Koty kochałam od zawsze dlatego stwierdziłam, ze czas najwyższy znaleźć tego jedynego. W internecie znalazłam hodowlę, która była najbliżej mojego zamieszkania, obejrzałam zdjęcia kotów i spodobał mi się kocur - reproduktor z tej hodowli (wiedziałam, że jest poza zasięgiem ale...) umówiłam się na spotkanie. 2 malutkie persiki urzekły mnie na całego, a tu nagle pani mówi, ze one sa zarezerwowane i ma dla mnie niespodziankę, ten kocur jest na sprzedaż. Moja radość była nie do zmierzenia: rzeczywiście, prezent na święta!!(B.N.2004) Kocurek miał dwa lata i został przywieziony do mnie 5 listopada. Już w pierwszym tygodniu zaczęły się problemy zdrowotne, które nasilały się mimo leczenia. Kotek okazał się być chory na FIP. Równo po 6 tygodniach został uśpiony (17.12.2004 godz. 19.00)............

Był to prawdziwy prezent świąteczny[*]..............
Hodowczyni nie podpisała ze mną umowy, nie poinformowała, ze w razie jakichs komplikacji zdrowotnych mam prawo zwrócić kota i żądac zwrotu nie małych przeciez pieniędzy, zbagatelizowała telefon jaki wykonałam po tygodniu od zakupu mówiąc, ze u niej "też to miał".
Na sprawę z sądzie nie mam szans - brak umowy, napisałam do zwiazku (PZF) gdzie była zrzeszona - dostałam odpowiedź, że pani się wypisała.
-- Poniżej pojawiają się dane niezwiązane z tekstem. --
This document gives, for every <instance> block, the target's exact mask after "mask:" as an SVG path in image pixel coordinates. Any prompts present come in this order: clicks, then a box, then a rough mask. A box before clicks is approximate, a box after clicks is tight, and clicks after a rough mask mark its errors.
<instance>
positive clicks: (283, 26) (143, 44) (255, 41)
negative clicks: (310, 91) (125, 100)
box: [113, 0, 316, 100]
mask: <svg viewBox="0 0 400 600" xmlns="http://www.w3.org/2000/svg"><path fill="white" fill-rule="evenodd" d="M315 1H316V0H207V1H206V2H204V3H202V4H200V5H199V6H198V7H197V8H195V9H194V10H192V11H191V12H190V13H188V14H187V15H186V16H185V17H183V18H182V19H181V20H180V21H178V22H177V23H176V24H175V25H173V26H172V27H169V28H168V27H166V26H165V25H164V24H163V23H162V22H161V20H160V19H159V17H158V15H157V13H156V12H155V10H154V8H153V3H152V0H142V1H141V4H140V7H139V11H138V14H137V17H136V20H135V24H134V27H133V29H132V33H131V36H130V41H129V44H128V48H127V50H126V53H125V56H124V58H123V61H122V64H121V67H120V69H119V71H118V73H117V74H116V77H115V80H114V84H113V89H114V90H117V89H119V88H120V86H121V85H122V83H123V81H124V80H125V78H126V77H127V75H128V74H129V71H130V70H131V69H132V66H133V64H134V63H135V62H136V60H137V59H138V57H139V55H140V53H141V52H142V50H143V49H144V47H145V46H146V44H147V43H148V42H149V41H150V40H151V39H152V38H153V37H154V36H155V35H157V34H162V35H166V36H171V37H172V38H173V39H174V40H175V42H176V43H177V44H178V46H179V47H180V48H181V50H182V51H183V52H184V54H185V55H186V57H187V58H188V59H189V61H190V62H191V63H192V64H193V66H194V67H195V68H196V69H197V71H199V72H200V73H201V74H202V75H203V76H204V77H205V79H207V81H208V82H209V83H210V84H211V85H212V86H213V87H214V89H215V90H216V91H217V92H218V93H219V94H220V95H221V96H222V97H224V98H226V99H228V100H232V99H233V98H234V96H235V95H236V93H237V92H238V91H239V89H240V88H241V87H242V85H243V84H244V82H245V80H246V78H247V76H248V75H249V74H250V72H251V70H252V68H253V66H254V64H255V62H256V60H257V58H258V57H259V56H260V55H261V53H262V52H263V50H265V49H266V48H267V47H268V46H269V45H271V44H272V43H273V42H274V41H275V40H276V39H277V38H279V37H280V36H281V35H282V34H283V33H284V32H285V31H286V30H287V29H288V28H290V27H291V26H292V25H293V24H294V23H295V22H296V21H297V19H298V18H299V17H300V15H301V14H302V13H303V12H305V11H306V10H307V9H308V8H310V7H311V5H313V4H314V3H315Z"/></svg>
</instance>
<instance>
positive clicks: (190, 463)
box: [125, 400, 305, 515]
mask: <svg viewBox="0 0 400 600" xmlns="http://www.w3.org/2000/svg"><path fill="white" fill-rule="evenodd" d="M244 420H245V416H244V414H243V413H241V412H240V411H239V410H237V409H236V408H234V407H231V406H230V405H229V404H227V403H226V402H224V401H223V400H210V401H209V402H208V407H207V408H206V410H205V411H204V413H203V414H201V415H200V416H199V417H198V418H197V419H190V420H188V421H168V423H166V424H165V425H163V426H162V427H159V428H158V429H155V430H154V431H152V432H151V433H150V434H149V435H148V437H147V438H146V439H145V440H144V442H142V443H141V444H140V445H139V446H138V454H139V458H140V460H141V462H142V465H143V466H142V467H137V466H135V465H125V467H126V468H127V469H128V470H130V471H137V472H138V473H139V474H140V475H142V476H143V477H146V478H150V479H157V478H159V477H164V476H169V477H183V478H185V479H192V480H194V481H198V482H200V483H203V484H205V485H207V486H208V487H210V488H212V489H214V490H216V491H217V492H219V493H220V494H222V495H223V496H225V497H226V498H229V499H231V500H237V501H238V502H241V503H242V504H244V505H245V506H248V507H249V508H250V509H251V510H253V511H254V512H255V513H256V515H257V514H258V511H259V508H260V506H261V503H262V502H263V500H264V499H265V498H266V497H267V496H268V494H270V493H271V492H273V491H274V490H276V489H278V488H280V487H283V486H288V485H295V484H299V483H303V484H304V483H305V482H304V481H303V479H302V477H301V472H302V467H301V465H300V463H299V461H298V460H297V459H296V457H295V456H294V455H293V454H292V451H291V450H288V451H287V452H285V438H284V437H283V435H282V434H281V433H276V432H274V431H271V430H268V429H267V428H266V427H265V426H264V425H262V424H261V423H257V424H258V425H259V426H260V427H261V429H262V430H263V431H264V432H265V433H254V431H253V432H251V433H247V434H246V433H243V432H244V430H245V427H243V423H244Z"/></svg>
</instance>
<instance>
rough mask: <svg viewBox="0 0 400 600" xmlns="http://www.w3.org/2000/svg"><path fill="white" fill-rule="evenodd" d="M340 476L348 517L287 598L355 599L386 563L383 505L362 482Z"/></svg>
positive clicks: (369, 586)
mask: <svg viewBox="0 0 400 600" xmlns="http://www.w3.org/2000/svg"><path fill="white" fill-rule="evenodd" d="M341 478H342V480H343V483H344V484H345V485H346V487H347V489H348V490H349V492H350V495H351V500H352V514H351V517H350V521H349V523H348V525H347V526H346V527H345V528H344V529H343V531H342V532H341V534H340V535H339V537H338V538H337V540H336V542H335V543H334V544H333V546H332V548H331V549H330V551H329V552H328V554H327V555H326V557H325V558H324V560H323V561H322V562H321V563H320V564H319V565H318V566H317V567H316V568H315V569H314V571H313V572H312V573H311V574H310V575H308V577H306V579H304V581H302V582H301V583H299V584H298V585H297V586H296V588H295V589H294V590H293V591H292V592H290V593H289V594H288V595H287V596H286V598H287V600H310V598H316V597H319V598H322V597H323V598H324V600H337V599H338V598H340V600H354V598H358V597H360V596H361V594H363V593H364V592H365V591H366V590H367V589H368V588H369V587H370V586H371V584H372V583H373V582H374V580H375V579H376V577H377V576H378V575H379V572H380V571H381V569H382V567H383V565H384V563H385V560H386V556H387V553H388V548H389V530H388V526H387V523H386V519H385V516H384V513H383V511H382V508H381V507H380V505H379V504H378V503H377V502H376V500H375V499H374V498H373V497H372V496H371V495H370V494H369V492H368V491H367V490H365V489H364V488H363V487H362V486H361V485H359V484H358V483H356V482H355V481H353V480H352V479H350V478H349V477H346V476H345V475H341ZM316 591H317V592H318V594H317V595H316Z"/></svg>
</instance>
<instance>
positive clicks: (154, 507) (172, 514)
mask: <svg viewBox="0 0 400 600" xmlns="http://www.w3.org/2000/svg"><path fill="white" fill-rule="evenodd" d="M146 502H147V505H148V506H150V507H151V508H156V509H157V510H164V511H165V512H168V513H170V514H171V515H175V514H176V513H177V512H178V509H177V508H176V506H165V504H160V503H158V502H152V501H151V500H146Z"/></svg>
Wiem, że wstąpiła do SHKR.
Był to mój pierwszy kot, pokochałam go jak nigdy i mój ból ciagnie się za mną cały czas a panią hodowczynię było stać tylko na straszenie mnie prawnikiem, jak szukałam pomocy na Planecie Persja.
(
http://www.forum.e-wind.pl/viewtopic.php?t=181 )
Są jeszcze pogłoski, że pani ta wcześniej sprzedawała kocieta bez rodowodu, że się uchylała od zapłaty za usługi weterynaryjne a ostatnio się dowiedziałam, ze kotek z jej hodowli miał grzybicę.
Na oficjalne pismo jakie wysłałam do hodowczyni otrzymałam kopie badań wet. stwierdzajacych, ze koty sa w jej hodowli są zdrowe. Szkoda tylko, że ich juz nie ma w tej hodowli - co się z nimi stało? Pewnie sprzedała "na wszelki wypadek".
Zgłębiłam wiedzę na temat tej choroby, zeby nikt nie mógł mi głupot wmówic, ze np. "ktoś kota kopnął" (cytuję hodowcę).
Jest mi strasznie przykro ale nie mogę nic wiecej zrobić chociaż bardzo bym chciała.